Prabir muttered, ‘Not half as easily as Christianity.’

The soldier beside him swung the rifle butt into his temple. Prabir reeled, and fought to keep his balance. But the blow hadn’t been heavy, he wasn’t even bleeding.

‘You can cut off a man’s cock,’ Aslan declaimed, ‘but you can’t cut out his soul.’

Prabir was sorely tempted to improvise a maximally offensive rejoinder involving kuru and communion wafers, but it didn’t seem worth the risk of discovering that this homily was actually a recipe for surgical intervention.

Aslan said mildly, ‘Get him out of here.’

*

Prabir was led to another tent, where the expedition member who’d examined him after the python attack — he thought he remembered Ojany calling her Lisa — took a blood sample from him. She was clearly acting under duress as much as he was, but he’d rather she stuck the hypodermic in his arm than have one of the Lord’s Army do it.
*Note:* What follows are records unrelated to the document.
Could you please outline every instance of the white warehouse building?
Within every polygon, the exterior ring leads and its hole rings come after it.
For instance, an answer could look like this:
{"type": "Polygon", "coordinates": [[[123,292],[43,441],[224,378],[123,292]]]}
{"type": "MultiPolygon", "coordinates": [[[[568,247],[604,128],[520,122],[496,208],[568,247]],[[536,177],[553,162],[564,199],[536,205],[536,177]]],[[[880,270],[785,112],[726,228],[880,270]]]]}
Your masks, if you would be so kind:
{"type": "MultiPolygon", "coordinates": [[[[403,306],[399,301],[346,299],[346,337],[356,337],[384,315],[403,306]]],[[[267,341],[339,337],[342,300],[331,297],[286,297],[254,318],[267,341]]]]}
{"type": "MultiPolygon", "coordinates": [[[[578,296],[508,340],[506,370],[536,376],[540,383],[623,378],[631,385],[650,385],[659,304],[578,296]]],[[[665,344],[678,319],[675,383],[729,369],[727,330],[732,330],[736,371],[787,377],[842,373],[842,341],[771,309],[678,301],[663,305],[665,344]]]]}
Another soldier, closer to Aslan’s age, took the sealed tube of blood from her and spiked it on to the input nozzle of a robust-looking machine that resembled nothing so much as a field radio in a World War II movie. Well, not quite: it had an LCD flatscreen in the lid, like an old laptop computer. The soldier hit some buttons, and the machine began to whir. Prabir glanced down at the markings on the case, and saw the acronyms NATO and PCR. NATO had been the US imperial force in Europe, PCR was Polymerase Chain Reaction. It was an old army surplus genetic analyser, presumably designed to detect traces of DNA from biological weapons. But its current owners could have cut and pasted any sequence they liked into the software, and it would have happily purred away and spat out the necessary primers and probes.

They were testing his blood for the São Paulo gene.

Prabir felt a surge of panic — what did they know that he didn’t? — then grew calm again almost immediately. A medical officer in the Lord’s Army could grab a sequence of codons off a web page as easily as anyone; it didn’t mean they’d found evidence of human effects. They were merely paranoid about contagion. And if passing this witchfinder’s test meant ceasing to be of interest to them, so be it. Grant would pass, he would pass. Everyone in the expedition had surely passed already.